Pulley has released five albums on Epitaph and proven that if a formula exists, it will be used. Led by Scott Radinsky, the smooth-‘n’-manly-voiced frontman whose resume includes Ten Foot Pole and being a relief pitcher in the major leagues, Pulley spends the span of Matters reproducing one track eleven times and leaving room for that short but sweet token acoustic ballad.
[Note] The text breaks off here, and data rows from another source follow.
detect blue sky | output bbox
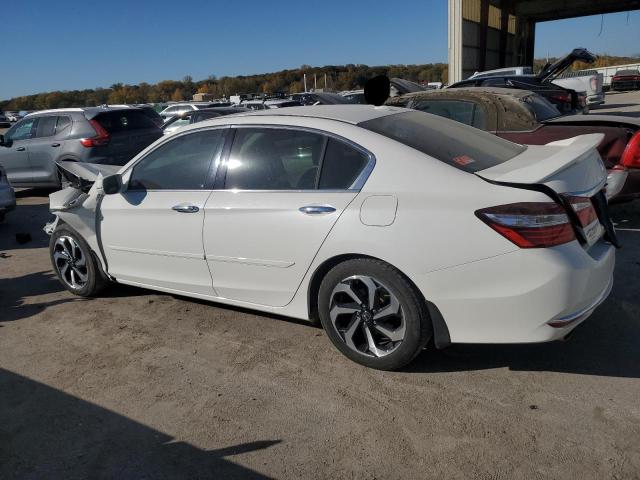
[0,0,640,99]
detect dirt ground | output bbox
[0,96,640,479]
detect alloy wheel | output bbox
[329,275,406,357]
[53,236,89,290]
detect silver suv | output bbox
[0,107,162,188]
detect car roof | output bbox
[219,104,407,125]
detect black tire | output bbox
[49,225,109,297]
[318,258,433,370]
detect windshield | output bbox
[358,111,526,173]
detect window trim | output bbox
[121,125,231,192]
[214,123,376,193]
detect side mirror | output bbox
[102,173,122,195]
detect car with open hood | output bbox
[46,105,617,370]
[386,87,640,201]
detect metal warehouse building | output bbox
[449,0,640,83]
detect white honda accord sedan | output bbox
[48,105,616,369]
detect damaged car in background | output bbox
[386,87,640,202]
[448,48,602,114]
[46,105,617,370]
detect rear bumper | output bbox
[416,241,615,343]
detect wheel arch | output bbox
[307,253,451,349]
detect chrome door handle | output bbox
[171,205,200,213]
[298,205,336,215]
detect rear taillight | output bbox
[476,202,576,248]
[620,131,640,168]
[80,120,109,148]
[566,197,598,228]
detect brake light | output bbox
[475,202,576,248]
[567,197,598,228]
[80,119,109,148]
[620,130,640,168]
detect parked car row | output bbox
[0,106,162,188]
[386,87,640,202]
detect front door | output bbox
[100,129,228,295]
[0,118,37,186]
[204,127,370,306]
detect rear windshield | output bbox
[359,111,526,173]
[94,110,158,133]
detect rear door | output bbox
[0,118,38,185]
[29,115,64,185]
[92,109,162,165]
[203,127,373,306]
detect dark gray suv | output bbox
[0,107,162,187]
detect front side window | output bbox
[129,129,225,190]
[5,118,36,142]
[413,100,487,130]
[36,117,58,138]
[225,128,326,190]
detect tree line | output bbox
[0,54,640,110]
[0,63,447,110]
    In about a decade, Pulley has been compared to Pennywise, No Use for a Name and NOFX, but from the sound of Matters, it seems Bad Religion’s Stranger than Fiction is a major influence. Matters would fit perfectly into the mid-’90s punk mold, and “Insects Destroy” is that crucial “fuck the man” track found on so many albums today (it also has a couple of the edgy and rawkin’ guitar slides that seem to make it onto every Bad Religion album. What’s a guitar slide? My college guitar professor always referred to sliding across the neck of a guitar as “rollerblading” with your fingers. Skip ahead to tracks eight and ten if you can’t find them).

    Speaking of borrowing, the second track, “Blindfold,” takes a bit of the guitar riff they used in “If” off their 1997 release, 60 Cycle Hum. But Pulley’s unoriginality in writing music is almost made up for by the strength of the instruments. Mike Harder and Jim Blowers assure that no guitar part is drowned out and that no bass line or bit of rhythm is forgotten. Decent production quality, sure, but the sound is so complete that Pulley seems better suited for live shows than albums, which lack variation and personality that might otherwise be found in person.

    The album does have one standout track: “YSC” reveals the self-esteem issues of a disappointed but somewhat apathetic partygoer: “Well, the cops have left and the streets are bare and she’s nowhere in my sight/ It’s normal for me And maybe next week when I go out it can happen all again/ This is what I live for/ One day I will win.” It lacks more than a spoonful of depth, at least to anyone past the age of 17. But musically, the song has just a fast enough tempo to stand out as the most energetic on the album. Perhaps the boys of Pulley should meet up with Blink 182 and learn where to find the girl with “green eyes and long blonde hair” sung about on Enema of the State, no?